Mais la supercherie va plus loin. Une fois la loi adoptée, certains feignent de croire qu’elle se détacherait miraculeusement de toute finalité politique pour entrer dans une sphère purement juridique, gouvernée par une rationalité autonome. Or c’est précisément à ce moment que la bataille politique se déplace — non plus au stade de la décision, mais à celui de l’interprétation.

Carl Schmitt : la décision contre la fable normative

Carl Schmitt l’avait formulé sans détour dans Théologie politique (1922) : « est souverain celui qui décide de la situation exceptionnelle ». Derrière la norme, il y a toujours une décision. Derrière la règle, une autorité. Derrière la neutralité proclamée, une volonté.

Dans La notion de politique (1932), Schmitt démonte l’illusion libérale selon laquelle les sociétés modernes pourraient se gouverner par la simple administration de normes. Le politique ne disparaît jamais ; il se dissimule. Ceux qui prétendent l’abolir ne font que le déplacer — souvent vers des instances moins visibles, moins responsables, moins contrôlables.

La prétendue neutralité juridique est donc une arme. Elle permet de faire passer des choix substantiels — anthropologiques, moraux, culturels — pour de simples applications techniques du droit. Elle permet surtout d’interdire la contestation : puisque la norme serait neutre, celui qui la critique devient suspect.

Julien Freund : le politique ne se dissout pas dans le juridique

Julien Freund, dans L’Essence du politique (1965), a poursuivi ce travail de démystification. Pour lui, le politique est une dimension irréductible de la vie collective, fondée sur le conflit, la décision et l’autorité.

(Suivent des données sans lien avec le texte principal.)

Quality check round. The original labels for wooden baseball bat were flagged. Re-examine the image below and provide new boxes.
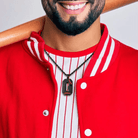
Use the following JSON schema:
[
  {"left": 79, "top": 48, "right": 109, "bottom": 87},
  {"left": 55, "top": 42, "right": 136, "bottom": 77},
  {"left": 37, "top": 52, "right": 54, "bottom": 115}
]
[{"left": 0, "top": 0, "right": 138, "bottom": 47}]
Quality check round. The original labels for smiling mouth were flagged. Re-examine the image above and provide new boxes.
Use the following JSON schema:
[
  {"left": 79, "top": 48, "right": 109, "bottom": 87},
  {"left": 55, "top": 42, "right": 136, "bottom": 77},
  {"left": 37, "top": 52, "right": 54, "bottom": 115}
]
[{"left": 59, "top": 2, "right": 87, "bottom": 11}]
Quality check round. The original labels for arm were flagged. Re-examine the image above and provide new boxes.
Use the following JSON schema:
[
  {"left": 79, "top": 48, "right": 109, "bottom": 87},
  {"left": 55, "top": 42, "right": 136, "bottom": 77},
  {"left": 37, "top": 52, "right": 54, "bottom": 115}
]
[{"left": 0, "top": 0, "right": 138, "bottom": 47}]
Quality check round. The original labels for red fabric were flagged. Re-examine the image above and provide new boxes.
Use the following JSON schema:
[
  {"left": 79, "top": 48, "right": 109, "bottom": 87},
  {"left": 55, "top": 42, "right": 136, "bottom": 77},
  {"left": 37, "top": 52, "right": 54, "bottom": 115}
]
[{"left": 0, "top": 30, "right": 138, "bottom": 138}]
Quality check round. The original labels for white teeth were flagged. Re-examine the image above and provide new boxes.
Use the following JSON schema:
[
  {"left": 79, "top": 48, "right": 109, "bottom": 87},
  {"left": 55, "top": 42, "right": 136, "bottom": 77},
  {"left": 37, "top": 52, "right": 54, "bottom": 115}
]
[{"left": 62, "top": 3, "right": 86, "bottom": 10}]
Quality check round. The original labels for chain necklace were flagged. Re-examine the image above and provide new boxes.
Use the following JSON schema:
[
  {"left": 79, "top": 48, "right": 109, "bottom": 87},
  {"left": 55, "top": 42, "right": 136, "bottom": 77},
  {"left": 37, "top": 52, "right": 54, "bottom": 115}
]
[{"left": 44, "top": 49, "right": 94, "bottom": 96}]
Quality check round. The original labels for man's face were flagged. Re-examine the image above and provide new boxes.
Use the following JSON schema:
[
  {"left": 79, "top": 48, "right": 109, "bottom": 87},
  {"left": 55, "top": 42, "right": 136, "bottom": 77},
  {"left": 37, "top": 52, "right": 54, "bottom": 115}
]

Chercher à l’évacuer, c’est non seulement illusoire, mais dangereux.

Le droit, chez Freund, n’est pas une sphère autonome : il est une cristallisation du politique. Il formalise, stabilise, encadre des rapports de force préexistants. Le présenter comme un ordre purement normatif revient à priver les citoyens de la compréhension réelle des mécanismes de pouvoir qui les gouvernent.

C’est précisément ce que font aujourd’hui certains juristes, magistrats, universitaires ou militants : ils invoquent le droit contre le politique, alors qu’ils ne font que substituer leur politique à celle du peuple, sans jamais la nommer.

Leo Strauss : la fuite devant les fins

Leo Strauss, dans Droit naturel et Histoire (1953), a montré comment la modernité a progressivement renoncé à interroger les fins de l’action politique pour se réfugier dans le culte des procédures. On ne discute plus du bien commun ; on administre des droits. On ne tranche plus ; on applique.

Mais cette neutralisation est un leurre. Derrière chaque droit affirmé se cache une hiérarchie implicite des valeurs. Derrière chaque interprétation progressiste, une vision particulière de l’homme et de la société. Refuser d’en débattre ouvertement, c’est transformer la morale dominante en droit positif, sans passer par le filtre démocratique.

Carbonnier et Villey : le droit hors-sol

Même en droit français, cette illusion de neutralité a été dénoncée. Jean Carbonnier, dans Flexible droit : pour une sociologie du droit sans rigueur (10e édition, 2001), rappelait que le droit est un phénomène social, historiquement situé, profondément dépendant des mœurs et des équilibres collectifs. Le figer dans une prétendue pureté normative, c’est l’exposer à l’abstraction et à l’idéologie.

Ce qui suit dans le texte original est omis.